Later this year, oxygen levels will be measured by the Chesapeake Bay Program's partners at the Maryland Department of Natural Resources and the Virginia Department of Environmental Quality. The program coordinates a multi-year effort to restore the bay's water quality and habitat quality and to increase its productivity.

The size of the Chesapeake Bay's dead zone has been measured annually since 1950. Low-oxygen regions also form each summer in the lower portions of the bay's major tributaries and episodically in many smaller tributaries.

"Forecasting how a major coastal ecosystem, the Chesapeake Bay, responds to decreasing nutrient pollution is a challenge due to year-to-year variations and natural lags," said Donald Boesch, president of the University of Maryland Center for Environmental Science. "But we are heading in the right direction."

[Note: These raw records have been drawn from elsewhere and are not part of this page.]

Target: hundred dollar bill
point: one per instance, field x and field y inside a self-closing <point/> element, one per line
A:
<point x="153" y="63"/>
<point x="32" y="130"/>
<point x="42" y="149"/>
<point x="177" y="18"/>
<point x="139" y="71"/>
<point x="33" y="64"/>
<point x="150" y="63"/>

The Chesapeake data are collected and analyzed through a cooperative agreement between USGS and the Maryland Department of Natural Resources. USGS operates more than 400 real-time stream gages and collects water-quality data at numerous long-term stations throughout the Chesapeake Bay basin to track how nutrient loads are changing over time.

"These ecological forecasts are good examples of the critical environmental intelligence products and tools that NOAA is providing to stakeholders and interagency management bodies such as the Chesapeake Bay Program," said Kathryn Sullivan, under secretary of commerce for oceans and atmosphere and NOAA administrator.

"With this information, we can work collectively on ways to reduce pollution and protect our marine environments for future generations."